Kinda Korean by Joan Sung

Kinda Korean is a mesmerising memoir that is deeply upsetting, insightful, and is an incredible exploration, or more appropriately, a revelation of cultural identity, family relationships, racism and misogyny. Sung writes her memoir in a way that pulls at your heart strings, whilst dampening the pain with humour.

Sung shares her experience of the discrimination and racism she experienced as an Asian American of immigrant parents from Korea, with a ‘tiger mum’ who expected her to be ‘the perfect, obedient Korean daughter’, and who felt ‘too Asian in my American community, yet too American living in my own house’.

As Sung navigates her own existence through her youth, she is honest in her naivety when it comes to steering her own experiences of alcoholism and as a victim of assault, and has incredible insight into the stereotyping and fetishising of herself and other Asian women, ‘I could never distinguish when white men were interested in me just for sex, to fulfil some exotic sexual fantasy or if they were genuinely interested in getting to know me better’, and ‘we Asian women were expendable because we are not people; we are objects for white men’s sexual objectification and desires’.

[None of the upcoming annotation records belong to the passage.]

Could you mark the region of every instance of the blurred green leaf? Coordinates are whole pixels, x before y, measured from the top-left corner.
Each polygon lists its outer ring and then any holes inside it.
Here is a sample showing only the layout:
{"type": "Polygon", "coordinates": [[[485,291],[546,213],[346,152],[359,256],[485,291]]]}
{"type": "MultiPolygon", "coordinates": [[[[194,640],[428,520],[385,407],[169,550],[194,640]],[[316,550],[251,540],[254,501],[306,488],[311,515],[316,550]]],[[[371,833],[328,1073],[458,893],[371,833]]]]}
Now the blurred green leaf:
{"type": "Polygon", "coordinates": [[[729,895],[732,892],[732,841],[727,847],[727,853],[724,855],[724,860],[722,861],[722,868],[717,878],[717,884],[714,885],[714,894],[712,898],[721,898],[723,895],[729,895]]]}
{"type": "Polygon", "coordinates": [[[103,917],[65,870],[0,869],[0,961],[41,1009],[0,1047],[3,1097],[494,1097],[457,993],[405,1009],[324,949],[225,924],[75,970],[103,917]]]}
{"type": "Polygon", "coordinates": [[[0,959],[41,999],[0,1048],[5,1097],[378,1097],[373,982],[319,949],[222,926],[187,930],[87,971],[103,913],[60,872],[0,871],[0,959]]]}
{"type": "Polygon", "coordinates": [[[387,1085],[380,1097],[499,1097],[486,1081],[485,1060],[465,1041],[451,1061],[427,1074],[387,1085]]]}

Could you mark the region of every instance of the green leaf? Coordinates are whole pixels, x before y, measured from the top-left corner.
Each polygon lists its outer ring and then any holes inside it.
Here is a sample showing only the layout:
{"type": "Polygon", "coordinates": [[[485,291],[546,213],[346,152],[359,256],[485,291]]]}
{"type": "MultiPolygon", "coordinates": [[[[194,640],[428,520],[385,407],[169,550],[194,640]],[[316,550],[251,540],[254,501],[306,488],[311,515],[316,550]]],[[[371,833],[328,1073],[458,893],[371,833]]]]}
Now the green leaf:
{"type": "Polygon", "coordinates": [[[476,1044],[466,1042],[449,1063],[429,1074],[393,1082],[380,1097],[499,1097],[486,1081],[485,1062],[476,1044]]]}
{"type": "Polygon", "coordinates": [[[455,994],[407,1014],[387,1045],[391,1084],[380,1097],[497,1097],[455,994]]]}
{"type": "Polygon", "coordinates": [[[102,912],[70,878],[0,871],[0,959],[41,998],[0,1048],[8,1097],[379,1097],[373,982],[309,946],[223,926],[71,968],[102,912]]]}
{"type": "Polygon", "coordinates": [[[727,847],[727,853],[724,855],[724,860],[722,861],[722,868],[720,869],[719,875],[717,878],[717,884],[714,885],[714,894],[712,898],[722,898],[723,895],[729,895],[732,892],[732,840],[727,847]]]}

Sung has paced her memoir wonderfully as she goes through her schooling years, enters the Airforce and retrains to be a teacher, with chapter headings that really encapsulate the topic with an almost rhythmic transition from one chapter to another. Sung has written an immensely important piece of non-fiction which is not only a must-read for every Asian-American who is seeking to figure out their identity, but for everyone, regardless of race and gender, as we are all witnesses to the topics Sung highlights, directly or indirectly.

BOOK DETAILS

Released: 25 February 2025
Publisher: 
She Writes Press
Pages: 308

Rating: (4 stars)
Genres:
Memoir

I am so grateful to have received the opportunity to read this riveting advanced copy from She Writes Press (via NetGalley).

Trigger Warnings:

Suicide | Addiction | Sexual Assault | Racism | Discrimination

Summary

Sung has paced her memoir wonderfully as she goes through her schooling years, enters the Airforce and retrains to be a teacher, with chapter headings that really encapsulate the topic with an almost rhythmic transition from one chapter to another. Sung has written an immensely important piece of non-fiction which is not only a must-read for every Asian-American who is seeking to figure out their identity, but for everyone, regardless of race and gender, as we are all witnesses to the topics Sung highlights, directly or indirectly.